• Sel. Feb 20th, 2024

Aisyiyah Sleman Sosialisasi Pemilu Inklusi Bersama KPUD Sleman: Ajak Masyarakat Jadi Pemilih Cerdas

Sleman, Buletinsleman.Com

Pada Ahad, 21 Januari 2024, Gedung Mundjiyah Lantai 2 Kampus UNISA Gamping Sleman Yogyakarta menjadi saksi terselenggaranya acara Sosialisasi Pemilu Inklusi oleh Majelis Kesejahteraan Sosial PDA (Pimpinan Daerah Aisyiyah) Sleman. Acara dihadiri oleh sekitar 70 peserta, termasuk utusan MKS PCA Se kabupaten Sleman, Ketua PPDI kabupaten, Ketua PPDI kapanewon Se Sleman, dan Ketua HIDIMU kab Sleman.

Ketua PDA Sleman, Hanik Rosyada S.Pd MA, dan Dra. HJj. Siti Aminah, membuka acara dan menyatakan bahwa kegiatan ini sangat bermanfaat untuk masyarakat umum. Hanik Rosyada menyampaikan, “Kegiatan ini mengajak semua warga untuk mensukseskan pemilu 2024 dan menjadi pemilih yang cerdas serta mampu menyebarkan ilmu ke masyarakat lainnya.”

Acara yang diorganisir oleh MKS PDA Sleman dengan Ketua Yuli Kuswandari S.Pd.M.Hum dan Sekretaris Nur Kasihati,S.Ag,S.Pd.SD. Yuli Kuswandari pada kesempatan pembukaan menyampaikan selamat menambah ilmu dan wawasan kepada peserta dan mengucapkan terima kasih kepada Kampus UNISA atas dukungannya.

Huda Al Amna dari KPUD Sleman memberikan pemahaman tentang Pemilu secara sederhana. Pemilu dipahami sebagai mekanisme pemberian suara rakyat untuk memilih wakil-wakilnya dalam lembaga perwakilan atau eksekutif. Pemilu dan Pemilihan Serentak 2024 mengikuti landasan hukum UU No 7 Tahun 2017 Tentang Pemilu dan UU No 10 Tahun 2016 Tentang Pilkada. Sistem pemilu yang digunakan adalah proporsional terbuka dengan ambang batas Parlement sebesar 4 persen.

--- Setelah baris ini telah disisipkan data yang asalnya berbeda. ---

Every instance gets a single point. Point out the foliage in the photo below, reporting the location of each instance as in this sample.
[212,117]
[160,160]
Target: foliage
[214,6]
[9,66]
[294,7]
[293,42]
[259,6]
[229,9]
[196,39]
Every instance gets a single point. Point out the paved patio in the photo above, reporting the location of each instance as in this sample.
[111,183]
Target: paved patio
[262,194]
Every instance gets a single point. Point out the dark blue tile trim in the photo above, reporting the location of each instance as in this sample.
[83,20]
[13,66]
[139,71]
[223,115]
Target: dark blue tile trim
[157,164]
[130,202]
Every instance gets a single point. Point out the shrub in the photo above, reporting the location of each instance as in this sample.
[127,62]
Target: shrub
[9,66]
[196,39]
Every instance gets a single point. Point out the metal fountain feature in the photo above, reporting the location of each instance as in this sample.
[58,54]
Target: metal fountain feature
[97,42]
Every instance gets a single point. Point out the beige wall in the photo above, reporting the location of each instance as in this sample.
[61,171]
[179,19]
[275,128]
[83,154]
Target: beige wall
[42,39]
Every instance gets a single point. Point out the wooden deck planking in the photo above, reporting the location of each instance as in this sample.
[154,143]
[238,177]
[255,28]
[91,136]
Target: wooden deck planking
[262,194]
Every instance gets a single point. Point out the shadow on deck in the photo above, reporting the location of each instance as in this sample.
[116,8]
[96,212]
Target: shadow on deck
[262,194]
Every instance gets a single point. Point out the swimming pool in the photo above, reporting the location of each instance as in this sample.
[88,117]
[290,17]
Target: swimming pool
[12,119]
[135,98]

“Pemilu inklusif adalah pemilu yang memberikan kesempatan seluas-luasnya kepada semua warga negara yang berhak memilih, tanpa memandang suku, ras, agama, jenis kelamin, penyandang disabilitas, status sosial ekonomi, dan lain-lain,” tegas Huda.

Penyelenggaraan Pemilu dapat dikatakan inklusif dengan cakupan pemilih yang luas dan tingkat partisipasi pemilih yang tinggi. Untuk memastikan inklusi bagi pemilih disabilitas, berbagai langkah diambil seperti pengaturan akses gerak bagi pemilih kursi roda, kursi prioritas, pendampingan, dan fasilitas khusus untuk pemilih disabilitas netra.

Dengan sosialisasi ini, diharapkan masyarakat dapat lebih memahami dan bersiap-siap untuk berpartisipasi aktif dalam Pemilu 2024, menciptakan pemilih yang cerdas dan inklusif.